Brasil está na rota de navio com 7 mil veículos da gigante chinesa Geely

O plano faz parte da estratégia da Geely para reduzir custos logísticos, acelerar entregas e ampliar sua presença nas Américas. Com 200 metros de comprimento e 12 andares, o cargueiro usa gás natural liquefeito (GNL) de origem sustentável.
Geely aposta em frota própria para acelerar expansão global
A Geely segue os passos da BYD e aposta numa frota própria de navios Ro-Ro – sigla para “roll-on/roll-off”, termo usado para embarcações especializadas no transporte de automóveis.
O Jisu Fortune, primeiro cargueiro da montadora, foi lançado em maio e já começou a operar na rota entre China e Europa. Segundo a empresa, o Brasil está entre as próximas “rotas cruciais” da embarcação.
Com 199,9 metros de comprimento, 38 metros de largura e 12 andares de carga, o navio tem capacidade para sete mil veículos.
Ele é equipado com dois tanques de dois mil metros cúbicos de gás natural liquefeito (GNL), combustível mais limpo e eficiente, que reduz emissões e consumo energético. As duas últimas plataformas foram projetadas especialmente para veículos movidos a hidrogênio e gás natural.

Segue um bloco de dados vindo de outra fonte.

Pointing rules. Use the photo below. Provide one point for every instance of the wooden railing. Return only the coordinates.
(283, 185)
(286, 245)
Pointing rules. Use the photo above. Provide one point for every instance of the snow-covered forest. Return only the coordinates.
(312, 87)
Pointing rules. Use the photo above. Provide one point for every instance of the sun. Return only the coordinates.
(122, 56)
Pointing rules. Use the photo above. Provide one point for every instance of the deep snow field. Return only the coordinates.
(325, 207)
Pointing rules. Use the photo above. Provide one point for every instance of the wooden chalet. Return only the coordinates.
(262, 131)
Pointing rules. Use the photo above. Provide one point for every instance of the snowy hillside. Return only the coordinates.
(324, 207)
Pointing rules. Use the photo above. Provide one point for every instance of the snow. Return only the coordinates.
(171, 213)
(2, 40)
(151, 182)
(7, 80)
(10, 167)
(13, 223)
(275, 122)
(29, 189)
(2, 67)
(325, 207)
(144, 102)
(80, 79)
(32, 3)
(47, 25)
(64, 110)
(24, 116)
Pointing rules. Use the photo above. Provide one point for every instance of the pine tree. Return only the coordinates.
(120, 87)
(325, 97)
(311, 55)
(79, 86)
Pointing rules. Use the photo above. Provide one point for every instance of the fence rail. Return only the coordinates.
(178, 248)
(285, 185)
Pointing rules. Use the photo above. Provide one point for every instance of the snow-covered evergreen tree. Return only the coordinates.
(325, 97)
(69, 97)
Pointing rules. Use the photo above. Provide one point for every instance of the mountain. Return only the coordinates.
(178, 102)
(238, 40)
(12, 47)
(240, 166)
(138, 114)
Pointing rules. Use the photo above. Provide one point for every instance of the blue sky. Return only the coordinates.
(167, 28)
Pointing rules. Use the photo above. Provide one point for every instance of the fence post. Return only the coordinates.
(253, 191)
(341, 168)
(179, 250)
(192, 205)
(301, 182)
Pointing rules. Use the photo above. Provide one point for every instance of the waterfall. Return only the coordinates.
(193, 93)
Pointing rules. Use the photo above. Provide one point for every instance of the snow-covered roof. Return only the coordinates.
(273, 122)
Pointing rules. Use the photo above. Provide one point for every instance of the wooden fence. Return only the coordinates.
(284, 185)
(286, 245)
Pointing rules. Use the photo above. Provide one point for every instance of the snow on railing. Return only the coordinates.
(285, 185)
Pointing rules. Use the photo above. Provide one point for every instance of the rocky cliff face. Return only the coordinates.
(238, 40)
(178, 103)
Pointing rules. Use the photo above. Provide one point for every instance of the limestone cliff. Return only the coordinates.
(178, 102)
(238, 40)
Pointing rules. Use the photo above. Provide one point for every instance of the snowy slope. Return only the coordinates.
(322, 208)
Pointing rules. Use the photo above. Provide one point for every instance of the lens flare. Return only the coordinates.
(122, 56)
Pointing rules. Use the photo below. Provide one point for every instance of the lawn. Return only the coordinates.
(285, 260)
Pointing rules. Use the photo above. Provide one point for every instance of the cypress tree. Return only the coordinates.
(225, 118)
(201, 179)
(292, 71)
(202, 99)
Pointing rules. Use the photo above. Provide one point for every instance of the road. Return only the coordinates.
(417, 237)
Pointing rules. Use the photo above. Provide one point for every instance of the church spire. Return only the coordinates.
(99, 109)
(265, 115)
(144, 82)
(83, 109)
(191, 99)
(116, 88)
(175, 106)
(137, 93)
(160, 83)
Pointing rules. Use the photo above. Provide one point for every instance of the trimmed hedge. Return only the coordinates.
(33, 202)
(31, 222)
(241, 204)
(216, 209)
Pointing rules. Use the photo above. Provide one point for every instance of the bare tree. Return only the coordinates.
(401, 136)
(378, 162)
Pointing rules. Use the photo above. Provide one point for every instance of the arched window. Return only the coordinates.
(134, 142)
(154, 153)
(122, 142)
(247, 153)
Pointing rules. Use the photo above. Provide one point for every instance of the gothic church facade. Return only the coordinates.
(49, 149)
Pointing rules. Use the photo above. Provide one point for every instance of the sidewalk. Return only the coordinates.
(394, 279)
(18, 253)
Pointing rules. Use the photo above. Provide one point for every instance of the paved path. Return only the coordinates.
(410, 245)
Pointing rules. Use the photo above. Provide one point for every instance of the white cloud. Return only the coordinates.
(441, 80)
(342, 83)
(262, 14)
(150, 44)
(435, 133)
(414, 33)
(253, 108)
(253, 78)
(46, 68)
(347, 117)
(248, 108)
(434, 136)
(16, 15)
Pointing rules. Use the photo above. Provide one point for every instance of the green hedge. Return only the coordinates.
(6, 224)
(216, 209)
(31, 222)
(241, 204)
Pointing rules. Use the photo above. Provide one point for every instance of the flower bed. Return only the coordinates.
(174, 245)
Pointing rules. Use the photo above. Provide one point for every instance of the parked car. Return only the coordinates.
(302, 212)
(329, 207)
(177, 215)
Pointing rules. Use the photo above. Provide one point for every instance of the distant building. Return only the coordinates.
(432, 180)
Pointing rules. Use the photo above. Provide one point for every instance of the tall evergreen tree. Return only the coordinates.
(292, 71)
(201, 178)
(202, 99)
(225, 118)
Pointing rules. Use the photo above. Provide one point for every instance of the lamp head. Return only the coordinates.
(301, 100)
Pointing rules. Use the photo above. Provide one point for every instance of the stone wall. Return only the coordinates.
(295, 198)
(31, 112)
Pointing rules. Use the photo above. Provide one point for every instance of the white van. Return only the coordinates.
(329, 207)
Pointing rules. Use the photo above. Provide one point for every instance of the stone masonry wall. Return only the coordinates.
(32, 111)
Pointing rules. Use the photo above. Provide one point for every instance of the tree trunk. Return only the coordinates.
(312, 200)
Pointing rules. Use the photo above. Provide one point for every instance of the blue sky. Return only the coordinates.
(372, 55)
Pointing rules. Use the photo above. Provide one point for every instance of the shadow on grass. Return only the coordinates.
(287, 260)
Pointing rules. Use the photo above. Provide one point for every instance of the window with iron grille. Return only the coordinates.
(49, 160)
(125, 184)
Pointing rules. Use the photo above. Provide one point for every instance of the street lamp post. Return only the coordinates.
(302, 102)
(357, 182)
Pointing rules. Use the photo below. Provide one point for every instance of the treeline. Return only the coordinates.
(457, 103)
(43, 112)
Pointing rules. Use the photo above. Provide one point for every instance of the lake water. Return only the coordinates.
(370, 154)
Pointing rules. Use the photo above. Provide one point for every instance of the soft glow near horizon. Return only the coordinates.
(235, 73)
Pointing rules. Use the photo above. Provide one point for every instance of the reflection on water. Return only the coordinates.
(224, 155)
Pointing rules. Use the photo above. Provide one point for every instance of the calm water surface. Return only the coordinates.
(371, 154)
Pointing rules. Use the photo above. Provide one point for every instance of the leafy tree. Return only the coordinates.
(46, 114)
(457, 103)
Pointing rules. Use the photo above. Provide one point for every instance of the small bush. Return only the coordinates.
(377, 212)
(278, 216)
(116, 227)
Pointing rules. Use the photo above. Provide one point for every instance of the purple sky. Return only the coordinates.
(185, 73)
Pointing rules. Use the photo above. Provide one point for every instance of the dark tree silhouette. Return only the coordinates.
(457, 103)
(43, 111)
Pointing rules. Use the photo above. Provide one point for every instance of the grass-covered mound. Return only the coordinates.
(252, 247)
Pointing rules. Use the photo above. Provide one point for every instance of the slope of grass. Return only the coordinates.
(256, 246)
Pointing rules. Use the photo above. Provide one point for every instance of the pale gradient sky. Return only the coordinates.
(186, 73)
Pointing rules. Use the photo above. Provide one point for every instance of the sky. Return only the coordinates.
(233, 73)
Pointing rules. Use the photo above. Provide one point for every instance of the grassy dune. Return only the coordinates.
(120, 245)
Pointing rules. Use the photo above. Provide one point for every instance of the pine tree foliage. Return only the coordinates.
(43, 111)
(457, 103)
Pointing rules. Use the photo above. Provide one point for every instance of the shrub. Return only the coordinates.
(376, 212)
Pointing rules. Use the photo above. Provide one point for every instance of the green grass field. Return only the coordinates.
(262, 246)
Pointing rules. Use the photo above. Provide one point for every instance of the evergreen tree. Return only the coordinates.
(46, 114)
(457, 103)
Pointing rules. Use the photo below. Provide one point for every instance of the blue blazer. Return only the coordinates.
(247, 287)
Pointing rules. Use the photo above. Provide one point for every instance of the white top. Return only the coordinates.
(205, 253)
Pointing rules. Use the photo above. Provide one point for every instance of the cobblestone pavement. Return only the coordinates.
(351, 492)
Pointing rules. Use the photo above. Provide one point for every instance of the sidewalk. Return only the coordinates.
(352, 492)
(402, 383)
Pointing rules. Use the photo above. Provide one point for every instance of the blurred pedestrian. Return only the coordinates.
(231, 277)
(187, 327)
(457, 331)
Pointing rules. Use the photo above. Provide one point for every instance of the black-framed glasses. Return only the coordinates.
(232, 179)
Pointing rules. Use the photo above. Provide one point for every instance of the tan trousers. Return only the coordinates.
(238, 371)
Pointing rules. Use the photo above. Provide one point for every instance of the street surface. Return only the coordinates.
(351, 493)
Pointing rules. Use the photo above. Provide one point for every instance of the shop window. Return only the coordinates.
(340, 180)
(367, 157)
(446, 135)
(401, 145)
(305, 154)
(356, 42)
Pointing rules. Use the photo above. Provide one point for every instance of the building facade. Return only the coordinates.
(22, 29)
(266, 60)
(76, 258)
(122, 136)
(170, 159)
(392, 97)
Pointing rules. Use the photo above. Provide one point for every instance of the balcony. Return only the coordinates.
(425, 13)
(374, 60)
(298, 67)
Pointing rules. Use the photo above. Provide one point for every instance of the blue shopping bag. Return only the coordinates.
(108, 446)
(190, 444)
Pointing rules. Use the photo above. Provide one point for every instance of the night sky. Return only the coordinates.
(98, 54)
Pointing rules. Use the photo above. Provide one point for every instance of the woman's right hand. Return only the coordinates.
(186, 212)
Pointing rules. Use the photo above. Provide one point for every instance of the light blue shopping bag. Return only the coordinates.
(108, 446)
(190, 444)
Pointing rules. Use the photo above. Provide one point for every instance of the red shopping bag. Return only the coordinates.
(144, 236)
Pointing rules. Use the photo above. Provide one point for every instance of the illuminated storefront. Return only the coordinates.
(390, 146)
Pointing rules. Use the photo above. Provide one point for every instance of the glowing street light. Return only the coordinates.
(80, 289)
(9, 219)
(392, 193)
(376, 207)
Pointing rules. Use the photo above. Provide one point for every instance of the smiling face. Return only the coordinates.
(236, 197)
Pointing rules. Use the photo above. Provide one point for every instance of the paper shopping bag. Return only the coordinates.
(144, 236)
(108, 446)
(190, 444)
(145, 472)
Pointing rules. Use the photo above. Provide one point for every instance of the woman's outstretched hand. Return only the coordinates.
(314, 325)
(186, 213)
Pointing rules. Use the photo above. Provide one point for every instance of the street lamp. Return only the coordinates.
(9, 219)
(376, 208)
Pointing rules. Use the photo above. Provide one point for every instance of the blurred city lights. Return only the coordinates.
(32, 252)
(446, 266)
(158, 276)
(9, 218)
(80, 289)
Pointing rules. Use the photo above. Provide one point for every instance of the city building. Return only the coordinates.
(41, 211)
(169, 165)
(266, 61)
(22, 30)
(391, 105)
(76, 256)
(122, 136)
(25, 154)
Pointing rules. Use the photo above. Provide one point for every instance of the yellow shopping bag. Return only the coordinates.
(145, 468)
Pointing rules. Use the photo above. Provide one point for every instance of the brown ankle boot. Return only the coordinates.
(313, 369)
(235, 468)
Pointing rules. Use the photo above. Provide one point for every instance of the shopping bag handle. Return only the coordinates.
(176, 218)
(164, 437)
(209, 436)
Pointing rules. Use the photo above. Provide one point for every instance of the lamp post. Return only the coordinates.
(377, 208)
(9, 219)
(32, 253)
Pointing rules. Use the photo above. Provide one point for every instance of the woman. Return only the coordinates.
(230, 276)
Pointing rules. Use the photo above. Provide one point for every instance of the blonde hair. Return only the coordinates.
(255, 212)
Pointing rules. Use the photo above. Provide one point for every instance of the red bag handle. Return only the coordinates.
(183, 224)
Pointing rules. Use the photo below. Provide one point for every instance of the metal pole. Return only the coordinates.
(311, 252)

A operação é conduzida pela JISU Logistics, braço logístico do grupo Geely, e faz parte da estratégia da companhia para reduzir custos de frete, diminuir a dependência de navios alugados e aumentar a eficiência nas exportações.
Com a frota própria, a Geely pretende garantir o transporte rápido e sustentável de modelos de suas marcas – entre elas: Volvo, Lynk & Co, Zeekr e Lotus – para atender a uma demanda global em forte crescimento.
Montadoras chinesas aceleram disputa pelo mercado brasileiro
A chegada da Geely ao Brasil reforça uma tendência que já domina o setor automotivo: a ofensiva chinesa sobre o mercado nacional. Grupos como BYD, GWM, Chery e agora a própria Geely investem pesado em logística e expansão de marcas para disputar espaço com montadoras tradicionais.
Entre os exemplos mais recentes está a Jetour, marca do grupo Chery, que estreia no Brasil em 2026 com três SUVs híbridos plug-in – T2, T1 e S06.
A empresa terá operação independente da Caoa Chery e da Omoda & Jaecoo, com rede própria de 40 concessionárias e centro de distribuição em Cajamar (SP).
A marca já planeja importar o primeiro lote de 1,5 mil unidades em dezembro e avalia a produção local em médio prazo, possivelmente no antigo Polo Automotivo do Ceará.
Enquanto a Jetour mira o segmento de SUVs híbridos, a Geely aposta em sua infraestrutura global e no transporte marítimo como diferencial competitivo.
A combinação de logística própria e foco em sustentabilidade coloca a empresa em vantagem no momento em que o Brasil se torna um dos principais destinos das exportações chinesas de veículos.